Further, allow us also to point out that collaborating with the Japanese government on the manipulation of currency values would, even if we would or could do such a thing, be of limited benefit to Toyota. That's because more than half of the vehicles we sell in the U.S. are assembled in North America, and because domestic content in those vehicles runs from 65% to 80%. Profits on domestic product are almost completely unaffected by the Yen's value.
Additionally, let nobody doubt that we price our vehicles according to the dynamics of the market. We do not price our vehicles according to swings in currency values. Our vehicles sell well, and are profitable, because our operations are efficient, because our vehicles represent quality and value, and because they represent the needs and wants of the public. Their profitability has nothing at all to do with some nefarious program of currency manipulation.
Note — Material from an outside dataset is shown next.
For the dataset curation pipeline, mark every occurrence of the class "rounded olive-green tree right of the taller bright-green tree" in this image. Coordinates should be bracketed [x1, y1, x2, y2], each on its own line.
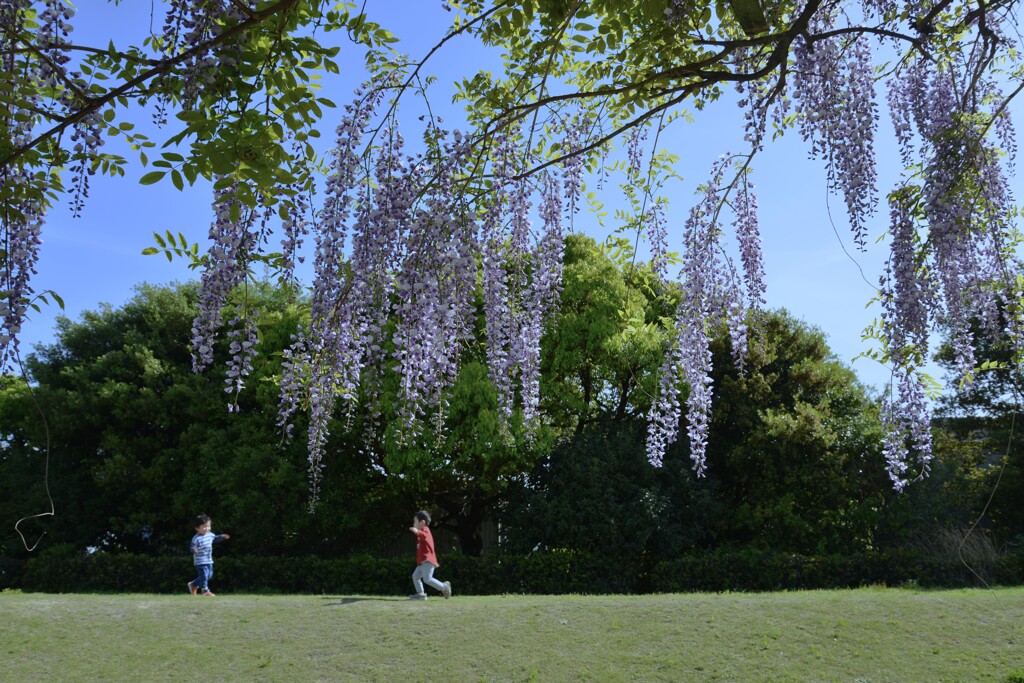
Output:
[712, 311, 893, 552]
That just isnt' how it works.
So, again, what were talking about here is an old wives' tale. Its a ghost story; one for which we've sought to add a little transparency.
~ Contributed by Bruce C. Ertmann, Corporate Communications


I was just reading about how many Prius were sold last year I think the whole $ question is a sham. Toyota sell more cars because they have greater foresight than most other manufacturers. They also make the most reliable cars I've ever owned.
(comment edited to remove link - Roadmaster)
Posted by: driving courses | January 11, 2008 at 10:33 AM
toyota attributed 15% of thier profits last quarter to yen values did they not?
I don't see mention of the massive yen carry trade. Do you guys have a position on this?
Posted by: aaron | January 17, 2008 at 03:02 PM
My dad worked for Ford from his teens all the way through to retirement. I've lived in metro Detroit since the 1980s.
Over the years, I've watched the "Detroit" auto makers (whatever that means is subject to debate, as GM shuts downs factories in the U.S. and moves production rapidly to China - while simultaneously, Toyota and Honda open more U.S. plants, employing U.S. workers).
Detroit's problem is that management hasn't got a clue about the meaning of the term "contingency planning". Oil prices drop for a few years, and they switch over to making more and more enormous vehicles, while completely neglecting quality (over all), and gutting their fuel efficiency R & D.
Then they act completely *STUNNED* when they find out that oil prices eventually go back up again. It just "sneaks up on them" time and time again. Like clockwork, they announce "unfair competition".
Their executives sheepishly grin, and say "oopsie!", as they lay off thousands of workers, because 16mpg (today's SUVs, or yester-year's Grand Marquis -take your pick) isn't a good long term selling strategy.
Considering the salaries of these top decision makers (much higher than salaries of comparable executives at Japanese car companies), you'd think they could be a little less idiotic.
So, yes, idiots are in charge, so the hard working employees of company end up suffering. Factory workers lose their homes and blame Japan for their own company's stupid decisions.
Toyota didn't force GM, Ford and Chrysler bet the farm on fuel hogs (again!). I'm tired of the excuses. Until they wake up and smell the coffee on this, they deserve what they get.
That's my opinion from a few decades of direct observation, anyway.